The long main paths, symbolically articulated to resemble a cross, are shaded by pergolas that provide comfort during summer walks. The latter have been covered with grape vines and climbing roses accompanied by wisteria (Wisteria sinensis) and bignonias (Bignonia sp. / Campsis x tagliabuana).
Marking both the centre of the garden and the point where the walkways cross, there is a water basin. Among the plant species in the basin are lotus flowers (Nelumbo nucifera) and water lilies (Nymphea); a true homage to the Serenissima’s long-standing fascination with the Orient, while tufts of Farfugium japonicum pleasantly decorate the basin’s border.

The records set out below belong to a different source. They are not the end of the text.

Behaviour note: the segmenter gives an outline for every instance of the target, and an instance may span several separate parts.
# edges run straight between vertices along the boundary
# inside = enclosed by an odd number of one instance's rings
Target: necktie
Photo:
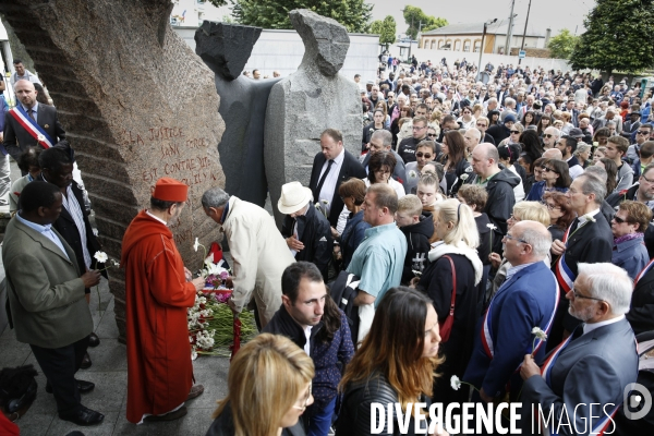
[[[316,187],[316,192],[314,192],[314,196],[315,196],[314,202],[315,203],[318,203],[320,201],[318,197],[320,195],[320,191],[323,190],[323,185],[325,184],[325,179],[327,179],[327,174],[329,174],[329,170],[331,169],[332,165],[334,165],[334,159],[329,159],[327,169],[325,170],[325,173],[318,181],[318,186]]]

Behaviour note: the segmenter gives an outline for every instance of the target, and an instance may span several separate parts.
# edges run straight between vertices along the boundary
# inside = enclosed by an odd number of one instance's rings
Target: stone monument
[[[304,43],[298,71],[272,86],[266,111],[264,156],[275,219],[281,185],[299,181],[308,186],[311,168],[320,152],[320,133],[328,128],[343,134],[348,150],[361,150],[361,97],[356,84],[339,74],[350,37],[346,27],[308,10],[289,13]]]
[[[264,169],[264,125],[270,88],[280,78],[253,80],[241,74],[258,39],[259,27],[205,21],[195,33],[195,52],[216,73],[218,113],[226,122],[218,144],[227,179],[225,190],[264,206],[268,183]]]
[[[170,0],[13,0],[0,13],[50,90],[88,190],[99,240],[120,258],[126,226],[149,203],[160,177],[187,183],[187,206],[173,226],[191,269],[218,229],[199,203],[225,185],[217,144],[225,123],[214,74],[169,24]],[[122,270],[109,270],[124,340]]]

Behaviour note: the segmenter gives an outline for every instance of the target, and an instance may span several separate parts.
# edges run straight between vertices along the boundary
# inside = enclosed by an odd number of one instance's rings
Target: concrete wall
[[[400,48],[395,45],[390,47],[390,53],[392,56],[400,55]],[[440,59],[444,57],[447,59],[447,64],[452,65],[457,59],[461,60],[465,58],[468,62],[472,62],[476,64],[480,60],[480,53],[463,53],[461,51],[450,51],[450,50],[425,50],[422,48],[416,48],[416,45],[413,44],[411,48],[411,53],[415,55],[415,58],[419,62],[423,60],[431,60],[433,64],[439,63]],[[493,63],[495,66],[504,63],[505,65],[512,63],[513,65],[518,64],[517,56],[505,56],[505,55],[489,55],[484,53],[482,57],[482,64],[486,65],[486,63]],[[543,58],[524,58],[522,60],[521,65],[530,66],[531,69],[536,66],[543,66],[545,70],[572,70],[570,64],[565,59],[543,59]]]
[[[195,50],[195,27],[174,27],[175,32]],[[350,34],[350,49],[340,73],[353,80],[361,74],[362,82],[376,78],[379,59],[379,37],[377,35]],[[304,45],[295,31],[264,29],[252,49],[245,64],[246,71],[258,69],[263,75],[272,77],[278,70],[287,76],[298,70],[304,56]]]

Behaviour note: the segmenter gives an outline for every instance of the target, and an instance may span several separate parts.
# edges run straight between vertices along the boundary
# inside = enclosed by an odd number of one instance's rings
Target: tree
[[[221,0],[211,0],[221,1]],[[367,33],[373,5],[363,0],[230,0],[237,22],[263,28],[293,28],[289,12],[308,9],[336,20],[350,33]]]
[[[597,0],[574,46],[573,69],[637,73],[654,65],[654,2]]]
[[[390,15],[386,15],[384,21],[376,20],[371,24],[371,34],[379,35],[379,44],[388,48],[389,44],[396,41],[396,22]]]
[[[574,36],[570,31],[564,28],[557,36],[553,36],[549,39],[547,48],[552,53],[552,58],[570,59],[570,55],[572,55],[572,50],[578,41],[579,36]]]
[[[407,8],[403,9],[403,12],[404,21],[409,25],[407,35],[409,35],[411,39],[415,39],[417,37],[419,31],[433,31],[435,28],[448,25],[447,20],[427,15],[422,9],[416,7],[407,5]]]

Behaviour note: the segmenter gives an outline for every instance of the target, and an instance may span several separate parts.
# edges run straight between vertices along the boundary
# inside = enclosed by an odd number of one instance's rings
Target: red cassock
[[[125,268],[128,340],[128,420],[170,412],[193,385],[186,307],[195,288],[172,233],[145,210],[130,223],[122,241]]]

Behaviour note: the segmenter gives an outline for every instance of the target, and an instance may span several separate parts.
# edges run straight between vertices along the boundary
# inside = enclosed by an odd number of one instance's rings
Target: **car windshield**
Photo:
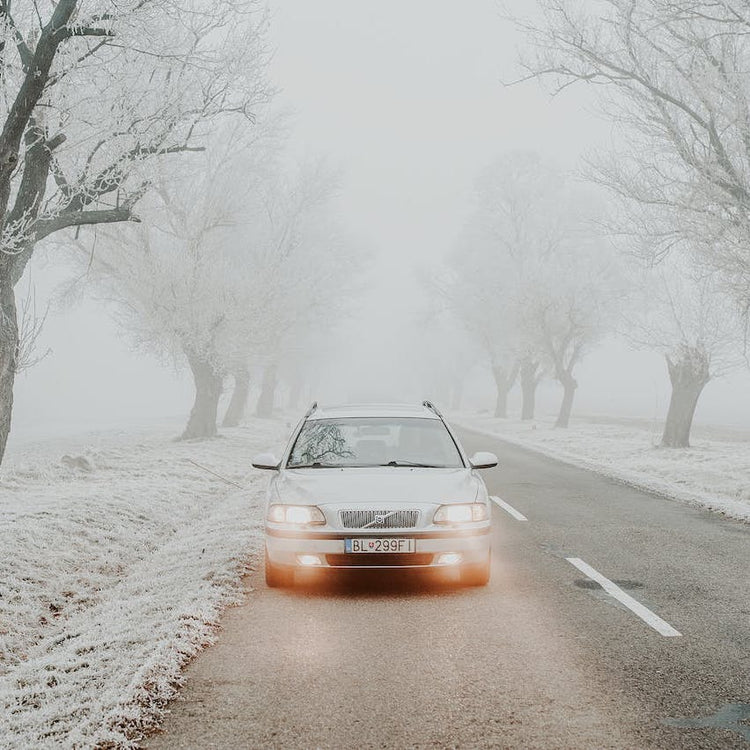
[[[287,468],[344,466],[463,466],[439,419],[347,417],[305,422]]]

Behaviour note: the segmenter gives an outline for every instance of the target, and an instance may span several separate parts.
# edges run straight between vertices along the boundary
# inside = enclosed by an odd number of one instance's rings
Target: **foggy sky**
[[[333,379],[324,389],[326,397],[345,397],[346,379],[387,379],[401,321],[419,304],[415,269],[449,249],[477,172],[517,148],[570,167],[592,145],[606,145],[609,128],[583,89],[551,100],[536,83],[502,87],[513,76],[518,39],[494,0],[274,0],[271,36],[279,104],[297,112],[294,149],[341,165],[346,222],[373,252],[371,290],[348,329],[352,348],[342,346],[332,364],[344,382]],[[49,253],[39,255],[32,274],[44,298],[65,271]],[[32,433],[189,411],[187,376],[134,354],[101,303],[53,308],[43,338],[41,349],[53,351],[19,377],[11,447]],[[578,412],[665,411],[666,368],[653,353],[610,344],[584,361],[578,379]],[[748,381],[742,373],[733,387],[747,393]],[[489,407],[488,375],[475,373],[472,384]],[[749,400],[731,406],[724,396],[730,385],[707,387],[698,419],[750,425]],[[544,386],[543,409],[556,394]]]

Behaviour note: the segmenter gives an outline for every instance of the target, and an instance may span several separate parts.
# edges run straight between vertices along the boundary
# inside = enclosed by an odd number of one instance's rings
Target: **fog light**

Finally, the ultimate, unmissable destination is a small, secluded, shady garden on the bank of the lagoon. Protection from wind and salt air is offered by the compact evergreen foliage of pittosporums (Pittosporum sp.) The deliberately natural quality of this garden, enhanced by the presence of mosses, ivy, violets, and irises, was high-lighted by the introduction of patches of Hedera helix and a few speci- mens of Pittosporum tobira nanum.